Aujourd'hui, l'innovation technique, amplifiée par la science, elle-même née d'une réflexion critique sur les échecs rencontrés par l'homme dans la maîtrise de son milieu, a pris les allures d'une véritable « révolution technologique ». George Steiner a rappelé récemment l'ampleur, par exemple, de la révolution électronique qui s'est opérée en moins de cinquante ans, et qui fait sentir ses effets dans les moindres replis de la vie sociale et individuelle.

L'idée qui court, c'est que, du fait des modifications que subit en conséquence la part de son milieu qu'est son « environnement » - sa biosphère -, l'humanité se trouverait menacée dans son existence même.

Les trésors de ruse et d'intelligence que l'homme a déployés au fil des siècles pour façonner le monde de son existence sont radicalement dévalués ; la civilisation occidentale tout particulièrement est mise en accusation pour son industrialisme productiviste et son égoïsme imprévoyant.

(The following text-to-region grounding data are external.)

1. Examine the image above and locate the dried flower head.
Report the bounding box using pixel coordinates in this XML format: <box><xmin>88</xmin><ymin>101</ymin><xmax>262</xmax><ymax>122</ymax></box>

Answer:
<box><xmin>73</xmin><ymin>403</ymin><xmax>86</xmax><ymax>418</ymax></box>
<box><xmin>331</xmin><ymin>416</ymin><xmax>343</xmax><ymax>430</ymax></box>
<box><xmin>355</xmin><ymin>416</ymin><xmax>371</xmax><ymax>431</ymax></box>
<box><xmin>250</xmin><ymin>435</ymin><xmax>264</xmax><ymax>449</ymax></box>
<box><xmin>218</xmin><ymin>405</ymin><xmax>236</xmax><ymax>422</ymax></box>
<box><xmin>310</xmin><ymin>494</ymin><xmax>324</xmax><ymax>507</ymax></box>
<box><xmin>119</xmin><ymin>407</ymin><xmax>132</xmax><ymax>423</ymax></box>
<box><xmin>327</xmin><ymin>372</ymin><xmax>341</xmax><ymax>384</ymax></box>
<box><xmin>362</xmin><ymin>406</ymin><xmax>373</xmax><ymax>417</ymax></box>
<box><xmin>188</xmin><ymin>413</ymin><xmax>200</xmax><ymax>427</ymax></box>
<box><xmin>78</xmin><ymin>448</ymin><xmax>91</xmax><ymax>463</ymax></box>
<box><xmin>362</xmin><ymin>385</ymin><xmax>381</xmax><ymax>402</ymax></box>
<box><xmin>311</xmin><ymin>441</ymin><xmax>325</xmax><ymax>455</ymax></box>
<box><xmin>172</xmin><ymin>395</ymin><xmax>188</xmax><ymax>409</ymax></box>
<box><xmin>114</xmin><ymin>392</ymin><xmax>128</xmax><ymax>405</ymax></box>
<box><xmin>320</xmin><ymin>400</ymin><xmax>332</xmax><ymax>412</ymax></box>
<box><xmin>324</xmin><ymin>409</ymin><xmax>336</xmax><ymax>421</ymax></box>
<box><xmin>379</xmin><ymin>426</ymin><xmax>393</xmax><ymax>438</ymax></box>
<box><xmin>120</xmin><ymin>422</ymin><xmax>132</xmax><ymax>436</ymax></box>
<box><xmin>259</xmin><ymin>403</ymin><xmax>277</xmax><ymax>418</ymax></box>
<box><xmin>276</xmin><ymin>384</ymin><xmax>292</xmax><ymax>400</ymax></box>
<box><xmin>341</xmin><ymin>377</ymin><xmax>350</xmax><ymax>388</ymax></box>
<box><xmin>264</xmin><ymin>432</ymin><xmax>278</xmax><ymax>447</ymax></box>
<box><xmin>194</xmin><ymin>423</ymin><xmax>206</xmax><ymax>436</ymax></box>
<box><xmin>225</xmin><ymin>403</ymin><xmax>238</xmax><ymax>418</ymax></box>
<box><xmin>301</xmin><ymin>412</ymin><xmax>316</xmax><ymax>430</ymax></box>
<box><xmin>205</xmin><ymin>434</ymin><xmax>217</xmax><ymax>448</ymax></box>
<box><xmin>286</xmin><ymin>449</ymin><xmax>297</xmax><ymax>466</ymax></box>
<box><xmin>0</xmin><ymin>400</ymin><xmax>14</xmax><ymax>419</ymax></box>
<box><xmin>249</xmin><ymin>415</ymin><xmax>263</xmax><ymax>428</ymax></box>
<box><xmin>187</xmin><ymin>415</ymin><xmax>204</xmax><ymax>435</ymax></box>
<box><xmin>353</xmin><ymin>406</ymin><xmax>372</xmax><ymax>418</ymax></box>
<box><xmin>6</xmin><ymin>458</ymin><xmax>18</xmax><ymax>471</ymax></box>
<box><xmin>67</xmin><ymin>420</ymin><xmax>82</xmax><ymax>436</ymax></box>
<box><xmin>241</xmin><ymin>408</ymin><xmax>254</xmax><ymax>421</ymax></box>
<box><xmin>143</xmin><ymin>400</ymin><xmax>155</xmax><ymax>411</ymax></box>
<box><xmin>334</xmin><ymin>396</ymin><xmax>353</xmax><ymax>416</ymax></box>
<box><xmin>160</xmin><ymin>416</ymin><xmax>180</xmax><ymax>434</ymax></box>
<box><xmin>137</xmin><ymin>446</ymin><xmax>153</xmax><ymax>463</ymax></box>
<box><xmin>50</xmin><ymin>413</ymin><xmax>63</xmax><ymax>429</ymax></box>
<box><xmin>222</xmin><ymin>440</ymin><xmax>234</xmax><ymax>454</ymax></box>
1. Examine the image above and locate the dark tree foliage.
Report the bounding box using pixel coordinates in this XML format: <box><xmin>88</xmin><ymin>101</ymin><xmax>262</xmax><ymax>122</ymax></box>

Moyennant une simple inversion de signe, se maintient ainsi le rêve de toute-puissance de la science, imposé en Occident par les ingénieurs positivistes du siècle dernier. Hier, on imaginait le salut laïc de l'humanité par la science appliquée ; aujourd'hui, on annonce une apocalypse tout aussi laïcisée.

Prouver l'« absence de risque »

Nous voilà donc assaillis par une petite métaphysique - celle qui assigne à l'homme la place de Dieu. Ou du diable. Au nom du principe de précaution, on demande à chacun qui entreprend (une activité productive ou une recherche créatrice) d'apporter d'avance « la preuve de l'absence de risque » qu'il court ou fait courir aux autres - ce qui excède tout simplement les possibilités de la condition humaine. On demande aux mêmes, au nom du même principe qui tourne au « principe de suspicion », de prévoir l'imprévisible. Autre tour de force qui nous demanderait de nous affranchir de nos limites !

On suscite et on promeut la naissance d'un nouveau type d'homme qui risque de renoncer à tout progrès dans la connaissance et dans l'action, faute des certitudes absolues qu'il se voit enjoint d'exiger de lui-même avant d'entreprendre.

C'est du temps, du temps humain, qu'il s'agit en définitive. Question philosophique radicale. Non, nous ne savons, ni ne pouvons « prévoir l'imprévisible », mais, comme le faisait remarquer le philosophe et homme d'action Gaston Berger, nous devons toujours garder conscience de ce que de l'imprévu peut survenir et nous y préparer. L'inventeur, en France, de la prospective expliquait qu'ainsi entendue cette « discipline » ne pourrait prétendre au titre de science (« la science du futur »), mais devrait être considérée comme une éthique : ouverture à l'imprévu, non seulement pour conjurer le danger, mais pour saisir la chance qui se présentera.

Non, il n'est pas possible d'apporter la preuve d'une absence de risque, mais ayant pris conscience du risque potentiel, on peut - on doit - faire l'effort intellectuel et physique indispensable non seulement pour l'avérer (ou non), mais pour le contourner. Encore une fois, il s'agit d'une attitude éthique, celle-là même qui se trouve, à travers la technique, à l'origine du progrès des connaissances et de ses applications dans le monde moderne.

Si nous savons saisir le moment opportun des discussions qui se sont nouées autour de l'avenir de la planète pour repenser à fond la dureté du temps qui affecte l'être humain, c'est une nouvelle civilisation qui s'annonce.